Postgresql – How to Model / Quickly test for set membership in SQL

postgresql

Each row in a table needs to be protected a list of application specific roles lets say something that looks like this example below

     Desired Table Structure

pkey | data | roles 
---------------------
 1   |  ... | {1,2,5}
 2   |  ... | {1,4,3}
 3   |  ... | {7,11,67,101}

In this example the row with primary key 1 should only be visible to any user who has roles 1 or 2 or 5, row 2 should be visible to any user who has role 1 or 4 or 3 … etc.

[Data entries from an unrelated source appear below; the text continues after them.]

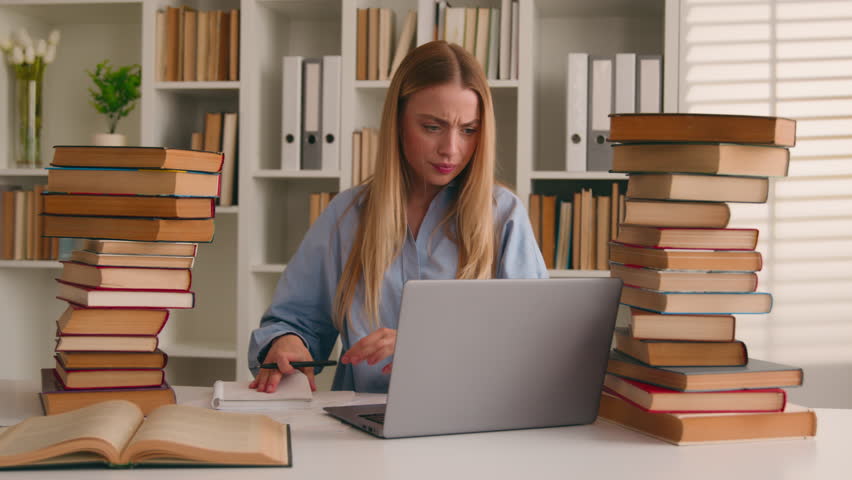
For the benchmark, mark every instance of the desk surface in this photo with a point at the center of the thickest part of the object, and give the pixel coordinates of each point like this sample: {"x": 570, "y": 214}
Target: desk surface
{"x": 323, "y": 448}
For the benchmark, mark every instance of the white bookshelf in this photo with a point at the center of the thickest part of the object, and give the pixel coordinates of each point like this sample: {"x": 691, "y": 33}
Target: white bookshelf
{"x": 236, "y": 275}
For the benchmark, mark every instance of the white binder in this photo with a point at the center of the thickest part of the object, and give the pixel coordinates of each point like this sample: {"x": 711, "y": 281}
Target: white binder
{"x": 311, "y": 114}
{"x": 625, "y": 83}
{"x": 649, "y": 88}
{"x": 331, "y": 112}
{"x": 599, "y": 151}
{"x": 291, "y": 113}
{"x": 577, "y": 98}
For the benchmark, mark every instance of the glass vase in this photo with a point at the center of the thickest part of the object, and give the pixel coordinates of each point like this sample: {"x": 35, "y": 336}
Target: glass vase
{"x": 29, "y": 121}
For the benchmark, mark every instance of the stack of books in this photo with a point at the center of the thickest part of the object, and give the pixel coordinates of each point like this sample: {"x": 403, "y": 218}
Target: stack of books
{"x": 140, "y": 212}
{"x": 678, "y": 373}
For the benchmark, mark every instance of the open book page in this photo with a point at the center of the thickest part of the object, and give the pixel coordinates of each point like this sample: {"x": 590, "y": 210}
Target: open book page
{"x": 104, "y": 428}
{"x": 293, "y": 391}
{"x": 198, "y": 434}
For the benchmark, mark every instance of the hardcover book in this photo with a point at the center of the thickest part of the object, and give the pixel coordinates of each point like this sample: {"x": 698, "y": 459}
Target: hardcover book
{"x": 116, "y": 433}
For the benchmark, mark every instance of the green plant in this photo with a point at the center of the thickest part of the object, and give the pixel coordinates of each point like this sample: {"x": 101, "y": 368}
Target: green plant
{"x": 117, "y": 91}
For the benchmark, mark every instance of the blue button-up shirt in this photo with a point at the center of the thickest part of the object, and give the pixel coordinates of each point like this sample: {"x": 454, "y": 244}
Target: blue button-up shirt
{"x": 303, "y": 301}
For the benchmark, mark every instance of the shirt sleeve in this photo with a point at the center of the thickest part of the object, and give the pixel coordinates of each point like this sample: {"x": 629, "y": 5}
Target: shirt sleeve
{"x": 519, "y": 255}
{"x": 302, "y": 303}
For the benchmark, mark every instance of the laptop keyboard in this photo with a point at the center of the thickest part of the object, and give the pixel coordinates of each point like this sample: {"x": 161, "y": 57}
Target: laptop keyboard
{"x": 375, "y": 417}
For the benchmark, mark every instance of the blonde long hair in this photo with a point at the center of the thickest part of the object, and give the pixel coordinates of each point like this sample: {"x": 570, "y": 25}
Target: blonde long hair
{"x": 383, "y": 222}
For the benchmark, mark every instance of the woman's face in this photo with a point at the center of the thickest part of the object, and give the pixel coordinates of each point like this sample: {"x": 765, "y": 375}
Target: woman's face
{"x": 440, "y": 132}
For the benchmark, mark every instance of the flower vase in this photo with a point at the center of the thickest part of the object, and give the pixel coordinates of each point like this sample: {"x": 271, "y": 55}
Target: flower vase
{"x": 29, "y": 121}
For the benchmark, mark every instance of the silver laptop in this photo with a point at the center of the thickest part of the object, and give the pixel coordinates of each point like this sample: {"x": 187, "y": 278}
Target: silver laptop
{"x": 483, "y": 355}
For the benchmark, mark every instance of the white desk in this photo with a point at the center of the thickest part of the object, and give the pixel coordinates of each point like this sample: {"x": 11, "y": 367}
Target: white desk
{"x": 323, "y": 448}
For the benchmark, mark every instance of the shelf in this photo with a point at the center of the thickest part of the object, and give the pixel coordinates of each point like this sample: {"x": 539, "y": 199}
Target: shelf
{"x": 273, "y": 173}
{"x": 183, "y": 350}
{"x": 23, "y": 172}
{"x": 229, "y": 209}
{"x": 578, "y": 273}
{"x": 44, "y": 264}
{"x": 269, "y": 268}
{"x": 562, "y": 175}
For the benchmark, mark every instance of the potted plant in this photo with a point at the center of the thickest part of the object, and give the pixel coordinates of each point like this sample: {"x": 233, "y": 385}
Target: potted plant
{"x": 115, "y": 96}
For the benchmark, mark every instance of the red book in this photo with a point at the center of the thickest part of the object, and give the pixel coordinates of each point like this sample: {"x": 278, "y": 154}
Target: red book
{"x": 656, "y": 399}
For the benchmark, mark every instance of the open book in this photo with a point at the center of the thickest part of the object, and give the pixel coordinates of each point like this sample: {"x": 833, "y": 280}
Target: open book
{"x": 115, "y": 433}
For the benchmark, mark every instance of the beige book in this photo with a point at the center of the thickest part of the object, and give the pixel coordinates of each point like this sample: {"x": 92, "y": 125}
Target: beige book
{"x": 202, "y": 45}
{"x": 373, "y": 44}
{"x": 116, "y": 433}
{"x": 386, "y": 24}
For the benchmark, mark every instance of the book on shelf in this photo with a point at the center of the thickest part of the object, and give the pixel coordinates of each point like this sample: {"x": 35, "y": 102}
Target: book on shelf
{"x": 56, "y": 399}
{"x": 116, "y": 433}
{"x": 79, "y": 320}
{"x": 703, "y": 238}
{"x": 106, "y": 343}
{"x": 696, "y": 127}
{"x": 132, "y": 181}
{"x": 108, "y": 205}
{"x": 681, "y": 353}
{"x": 684, "y": 280}
{"x": 711, "y": 303}
{"x": 140, "y": 248}
{"x": 686, "y": 258}
{"x": 101, "y": 360}
{"x": 100, "y": 297}
{"x": 705, "y": 158}
{"x": 112, "y": 277}
{"x": 137, "y": 157}
{"x": 132, "y": 260}
{"x": 699, "y": 188}
{"x": 647, "y": 325}
{"x": 697, "y": 428}
{"x": 78, "y": 379}
{"x": 119, "y": 228}
{"x": 676, "y": 214}
{"x": 652, "y": 398}
{"x": 754, "y": 374}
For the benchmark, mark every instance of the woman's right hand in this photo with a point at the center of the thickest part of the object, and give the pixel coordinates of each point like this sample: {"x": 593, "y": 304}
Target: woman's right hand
{"x": 285, "y": 349}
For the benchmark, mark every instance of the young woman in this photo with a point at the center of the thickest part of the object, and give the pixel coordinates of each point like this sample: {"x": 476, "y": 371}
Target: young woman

When a user logs into the application the application computes all roles that the user has for example I know that User 1 has has roles {1,11,7} and User 2 has roles {1,3,5}

My current implementation uses two tables like so.

    Actual Table Structure

foo table
pkey | data 
------------
 1   | ... 
 2   | ...        
 3   | ...

 roles table
 foo_fk | role_id
 ------------------
   1     | 1
   1     | 2
   1     | 5
   2     | 1 
   2     | 4
   2     | 3
   3     | 7
   3     | 11 
   3     | 67
   3     | 101

A join is required to make a query on data that only returns the data for a specific user.

Is there a way to represent the roles in some way that I can store the list of roles that protects a row in a single colum such that I can do a select statement against that table that returns only the rows that the user can see. I want this to be as fast as possible.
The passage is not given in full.